A = [2, 3, 7, 2 ; 1, 6, 2, 3 ; 1, 1, 4, 3 ; 4, 6, 5, 1]

det(A) = 2*{6*[(4*1) - (3*5)] - 2*[(1*1) - (3*6)] + 3*[(1*5) - (4*6)]} - 3*{1*[(4*1) - (3*5)] - 2*[(1*1) - (3*4)] + 3*[(1*5) - (4*4)]} + 7*{1*[(1*1) - (3*6)] - 6*[(1*1) - (3*4)] + 3*[(1*6) - (1*4)]} - 2*{1*[(1*5) - (4*6)] - 6*[(1*5) - (4*4)] + 2*[(1*6) - (1*4)]}

= 2*[6*(4-15) - 2*(1-18) + 3*(5-24)] - 3*[1*(4-15) - 2*(1-12) + 3*(5-16)] + 7*[1*(1-18) - 6*(1-12) + 3*(6-4)] - 2*[1*(5-24) - 6*(5-16) + 2*(6-4)] = 2*[(6*(-11)) - (2*(-17)) + (3*(-19))] - 3*[(1*(-11)) - (2*(-11)) + (3*(-11))] + 7*[(1*(-17)) - (6*(-11)) + (3*2)] - 2*[(1*(-19)) - (6*(-11)) + (2*2)] = 2*(-66 - (-34) + (-57)) - 3*(-11 - (-22) + (-33)) + 7*((-17) - (-66) + 6) - 2*((-19) - (-66) + 4) = 2*(-89) - 3*(-22) + 7*(55) - 2*(51) = -178 - (-66) + 385 - 102 = 171

## Important Properties of the Determinant

- The determinant of the transpose of a matrix will be the same as the determinant of the original matrix.

- If two rows in the matrix are interchanged, the determinant will be the negative of the determinant of the original matrix.

- If two rows or columns in a matrix are the same, the determinant will be zero.

- If there is a row of zeros in the matrix, the determinant will be zero.

- If a row or column in a matrix was multiplied by a real number, then the determinant will be that real number multiplied by the determinant of the original matrix.

- If the matrix is either an upper or a lower triangular matrix, the determinant will be the product of the elements on the main diagonal.
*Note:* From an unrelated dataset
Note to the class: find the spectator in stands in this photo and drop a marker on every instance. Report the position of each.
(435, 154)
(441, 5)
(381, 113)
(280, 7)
- If two matrices are n x n, then the determinant of one multiplied by the determinant of the other is the determinant of the full matrix of the two next to each other.

## Nonsingular and Similar Matrices

Definition: A square matrix is called **nonsingular** if its determinant is not equal to zero.

- For square matrices, then the linear combination of the matrix has a nontrivial solution if and only if the matrix is NOT nonsingular.

- For nonsingular matrices, the determinant of the inverse of that matrix is equal to 1 over the determinant of the matrix.

- If two matrices are similar matrices, then the determinants of the two are equal.